Use replicate() and sample() functions to build a histogram of the distribution of victories among 200 generals that all engaged in five indepednent battles.

This is my simulation and resulting histogram showing how many generals had each number of wins out of their five independent battles:

battle<-c("win","loss")
answer <- function(obs, to.count){
    true.false <- obs == to.count
    num <- sum(true.false)
    return(y = num)
}
generals <- replicate(200, answer(sample(battle,5,rep=T),"win"))
hist(generals, xlab="Number of Wins", col="red")

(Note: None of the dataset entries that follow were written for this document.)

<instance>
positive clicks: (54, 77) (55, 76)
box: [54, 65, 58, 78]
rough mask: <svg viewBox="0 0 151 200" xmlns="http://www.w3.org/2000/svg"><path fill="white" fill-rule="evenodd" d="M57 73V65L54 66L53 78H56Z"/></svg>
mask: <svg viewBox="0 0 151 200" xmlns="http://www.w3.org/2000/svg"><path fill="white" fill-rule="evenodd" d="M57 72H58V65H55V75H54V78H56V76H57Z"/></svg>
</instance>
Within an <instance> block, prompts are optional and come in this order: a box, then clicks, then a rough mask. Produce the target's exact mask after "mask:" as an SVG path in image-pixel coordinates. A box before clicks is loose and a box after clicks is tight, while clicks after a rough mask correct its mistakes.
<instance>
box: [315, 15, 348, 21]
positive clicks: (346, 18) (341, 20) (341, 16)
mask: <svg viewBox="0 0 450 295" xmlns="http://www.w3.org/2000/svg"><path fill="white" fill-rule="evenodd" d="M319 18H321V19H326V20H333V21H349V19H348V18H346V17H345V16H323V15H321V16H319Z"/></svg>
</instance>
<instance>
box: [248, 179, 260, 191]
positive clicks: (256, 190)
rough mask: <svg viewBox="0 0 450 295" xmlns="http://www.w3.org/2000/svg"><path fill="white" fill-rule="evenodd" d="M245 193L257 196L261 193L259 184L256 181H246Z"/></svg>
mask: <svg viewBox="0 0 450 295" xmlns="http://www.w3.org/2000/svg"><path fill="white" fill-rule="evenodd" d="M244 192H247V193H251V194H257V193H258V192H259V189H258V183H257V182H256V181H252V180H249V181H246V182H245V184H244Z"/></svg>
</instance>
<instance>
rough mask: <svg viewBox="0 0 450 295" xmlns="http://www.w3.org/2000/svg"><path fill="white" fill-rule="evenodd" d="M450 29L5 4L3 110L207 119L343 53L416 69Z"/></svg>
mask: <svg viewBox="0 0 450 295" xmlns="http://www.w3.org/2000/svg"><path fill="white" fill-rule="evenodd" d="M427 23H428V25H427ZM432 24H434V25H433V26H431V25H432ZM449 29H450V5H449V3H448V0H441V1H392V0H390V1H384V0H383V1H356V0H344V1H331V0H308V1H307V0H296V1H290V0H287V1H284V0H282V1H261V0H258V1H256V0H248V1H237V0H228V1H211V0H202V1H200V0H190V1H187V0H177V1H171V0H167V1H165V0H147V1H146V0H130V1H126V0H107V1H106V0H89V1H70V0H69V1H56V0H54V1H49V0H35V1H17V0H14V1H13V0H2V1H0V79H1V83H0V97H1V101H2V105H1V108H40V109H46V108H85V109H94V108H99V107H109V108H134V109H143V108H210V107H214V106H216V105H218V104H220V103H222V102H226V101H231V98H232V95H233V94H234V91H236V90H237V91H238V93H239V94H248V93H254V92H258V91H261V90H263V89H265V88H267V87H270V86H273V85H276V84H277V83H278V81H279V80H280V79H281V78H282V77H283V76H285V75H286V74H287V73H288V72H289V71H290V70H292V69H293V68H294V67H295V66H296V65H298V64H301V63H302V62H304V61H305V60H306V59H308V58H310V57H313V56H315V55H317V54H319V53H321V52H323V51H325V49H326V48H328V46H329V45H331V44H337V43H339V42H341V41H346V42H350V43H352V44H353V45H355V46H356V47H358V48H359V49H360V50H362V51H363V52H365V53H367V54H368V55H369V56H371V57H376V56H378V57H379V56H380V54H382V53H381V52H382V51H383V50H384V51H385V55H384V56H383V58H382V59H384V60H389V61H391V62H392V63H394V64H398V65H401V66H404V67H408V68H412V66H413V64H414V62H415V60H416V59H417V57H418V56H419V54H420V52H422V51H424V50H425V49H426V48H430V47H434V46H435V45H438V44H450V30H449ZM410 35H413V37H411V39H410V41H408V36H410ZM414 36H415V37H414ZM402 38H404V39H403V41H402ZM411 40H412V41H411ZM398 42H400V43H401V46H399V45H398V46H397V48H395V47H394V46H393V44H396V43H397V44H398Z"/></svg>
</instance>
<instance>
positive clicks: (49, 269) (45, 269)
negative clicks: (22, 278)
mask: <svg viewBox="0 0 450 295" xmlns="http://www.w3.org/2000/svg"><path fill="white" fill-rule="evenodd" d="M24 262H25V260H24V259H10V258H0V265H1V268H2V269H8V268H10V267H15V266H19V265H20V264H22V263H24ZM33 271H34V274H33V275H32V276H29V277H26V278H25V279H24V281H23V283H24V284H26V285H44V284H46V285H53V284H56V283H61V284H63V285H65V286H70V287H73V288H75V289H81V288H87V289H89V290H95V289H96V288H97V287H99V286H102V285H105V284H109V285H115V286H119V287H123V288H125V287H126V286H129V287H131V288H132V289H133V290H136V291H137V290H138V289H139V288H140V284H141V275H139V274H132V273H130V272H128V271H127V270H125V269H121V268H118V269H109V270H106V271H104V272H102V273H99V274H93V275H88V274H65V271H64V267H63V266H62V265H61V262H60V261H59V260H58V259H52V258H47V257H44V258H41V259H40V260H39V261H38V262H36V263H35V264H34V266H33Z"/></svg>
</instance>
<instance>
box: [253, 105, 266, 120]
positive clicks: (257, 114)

Q4) Probability of breast cancer.

The probability of a single mammogram returning a false positive is 0.05 because each event is independent so 10 times the probability of one false negative is the probability of getting at least one false positive out of ten [10*p = 0.5] so p=0.05

Q5) Probability of sex ratios in two-child families

a.

What proportion of families have (a1) zero ,

0.52*0.52

## [1] 0.2704

I decided to represent the genders numerically, so length function could be used to illustrate number of each gender in the family(0=boy,1=girl). This way the sum will be the number of girls in the family.

num<-0:1
a<-replicate(1000,sum(sample(num,replace=T,2,prob=c(0.52,0.48))))
#This is the proportion with zero girls
answer(a,0)/1000

## [1] 0.263

(a2) one,

2*0.52*0.48

## [1] 0.4992

answer(a,1)/1000

## [1] 0.52

or (a3) two girls?

0.48*0.48

## [1] 0.2304

answer(a,2)/1000

## [1] 0.217

b.

What is the probability that a family has at least one boy?

1-(0.48*0.48)

## [1] 0.7696

(answer(a,1)+answer(a,0))/1000

## [1] 0.783

c.

If the oldest child is a girl, what is the probability that the youngest child is a boy?

0.52

## [1] 0.52

Because these events are independent of one another, this is the same as the probability of any single child being a boy, 0.52

d.

If at least one child is a boy, what is the probability that the other child is a boy? a girl?

#boy
0.52

## [1] 0.52

#girl
0.48

## [1] 0.48

Because these events are independent of one another, this is the same as the probability of any single child being the specified gender, 0.52 for boys and 0.48 for girls.